Il suo ritorno irriterebbe gli spiriti, disse, ed, in ogni caso, ben presto lei
non sarebbe più bella e Cacciatore di Cervi l’eviterebbe.
Egli
ignorò le argomentazioni garantendo il suo imperituro amore e promettendo che
non permetterebbe a nessuno di dividerli. Alla lunga lei s’intenerì, dicendogli
che l’avrebbe obbligato a mantenere la promessa. Entrarono nel villaggio
proprio quando i loro parenti erano in marcia per la tomba con l’offerta del
cibo che avrebbe lasciato partire l’anima di Fanciulla Grano Bianco. Quando la
videro, ne furono atterriti, e di nuovo loro e gli anziani del villaggio
pregarono Cacciatore di Cervi di lasciarla andare. Egli ignorò la richiesta ed
un’atmosfera di sinistra attesa calò sul villaggio.
La
coppia ritornò alla propria casa, ma non erano passati molti giorni che
Cacciatore di Cervi notò che la moglie cominciava ad avere uno sgradevole
odore. Poi vide che il suo bel viso era divenuto color cenerino e la sua pelle
secca. All’inizio le voltò soltanto la schiena mentre dormivano. In seguito
cominciò a rimanere alzato tutta la notte sul tetto, ma Fanciulla Grano Bianco
lo raggiungeva sempre. Col tempo gli abitanti del villaggio si abituarono alla
vista di Cacciatore di Cervi correre tra le case ed attraverso i campi mentre
veniva inseguito da Fanciulla Grano Bianco, ora ridotta a solo pelle ed ossa.
Le
cose continuarono in questo modo sino a che un nebbioso mattino una figura alta
ed imponente apparve nel piccolo cortile di danza nel centro del villaggio. Era
abbigliata con un vestito di pelle di daino bianco immacolato e portava il più
grosso arco che nessuno avesse mai visto. Sulla sua schiena era gettata una
grande faretra con le due più grandi frecce che nessuno avesse mai visto.
Rimase ritta al centro del villaggio e domandò, con una voce che penetrò
all'interno di ogni cosa, di Cacciatore di Cervi e di Fanciulla Grano Bianco.

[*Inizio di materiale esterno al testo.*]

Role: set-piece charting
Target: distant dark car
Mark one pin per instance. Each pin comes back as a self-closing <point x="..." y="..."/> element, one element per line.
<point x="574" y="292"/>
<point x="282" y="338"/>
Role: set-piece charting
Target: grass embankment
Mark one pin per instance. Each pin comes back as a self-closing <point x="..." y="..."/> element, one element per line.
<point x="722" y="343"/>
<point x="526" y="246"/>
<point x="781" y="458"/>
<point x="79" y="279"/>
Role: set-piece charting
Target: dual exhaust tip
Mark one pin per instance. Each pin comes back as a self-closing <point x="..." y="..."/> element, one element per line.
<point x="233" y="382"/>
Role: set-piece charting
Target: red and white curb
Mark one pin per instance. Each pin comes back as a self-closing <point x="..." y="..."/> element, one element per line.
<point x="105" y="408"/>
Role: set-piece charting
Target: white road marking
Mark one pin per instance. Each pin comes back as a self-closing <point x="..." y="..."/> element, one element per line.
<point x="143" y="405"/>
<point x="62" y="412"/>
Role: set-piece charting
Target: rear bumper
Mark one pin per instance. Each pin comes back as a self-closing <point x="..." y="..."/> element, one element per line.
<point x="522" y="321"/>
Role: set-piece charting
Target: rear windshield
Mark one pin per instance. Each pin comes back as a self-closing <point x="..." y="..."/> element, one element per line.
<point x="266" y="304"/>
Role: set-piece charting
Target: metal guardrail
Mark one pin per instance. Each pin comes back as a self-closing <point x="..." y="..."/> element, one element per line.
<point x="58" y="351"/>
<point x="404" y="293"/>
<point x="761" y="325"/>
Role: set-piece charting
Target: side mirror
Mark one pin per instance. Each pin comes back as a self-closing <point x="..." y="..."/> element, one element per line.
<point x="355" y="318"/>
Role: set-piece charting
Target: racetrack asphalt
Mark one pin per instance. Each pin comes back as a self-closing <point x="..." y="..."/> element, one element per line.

Tale era la sua autorità che la coppia avanzò docilmente e stette ritta di
fronte a lei.
L’imponente
figura disse alla coppia che era stata inviata dal mondo degli spiriti perché
loro, Cacciatore di Cervi e Fanciulla Grano Bianco, avevano violato le
tradizioni del loro popolo ed irritato gli spiriti; ed essendo stati così
egoisti, avevano arrecato dolore e quasi una calamità al villaggio.”Poiché
insistete a voler stare insieme”, disse,”il vostro desiderio sarà appagato. Vi
rincorrerete l’un l’altro per sempre attraverso il cielo, come ricordi visibili
per il vostro popolo che deve vivere secondo la tradizione se vuole
sopravvivere”. Detto ciò mise Cacciatore di Cervi su una freccia e lo lanciò in
basso nel cielo occidentale. Ponendo quindi Fanciulla Grano Bianco sull’altra
freccia, la collocò proprio dietro suo marito.
Quella
sera gli abitanti del villaggio videro due nuove stelle ad ovest. La prima,
grande e molto brillante, iniziava a muoversi verso est attraverso i cieli. La
seconda, una tremolante stella più piccola, seguiva dietro da presso. E così è
ancor oggi, secondo i Tewa; la brillante è Cacciatore di Cervi, posto là nel
fiore degli anni. La stella più pallida è Fanciulla Grano Bianco, messa là dopo
morta; tuttavia lei inseguirà suo marito per sempre attraverso i cieli.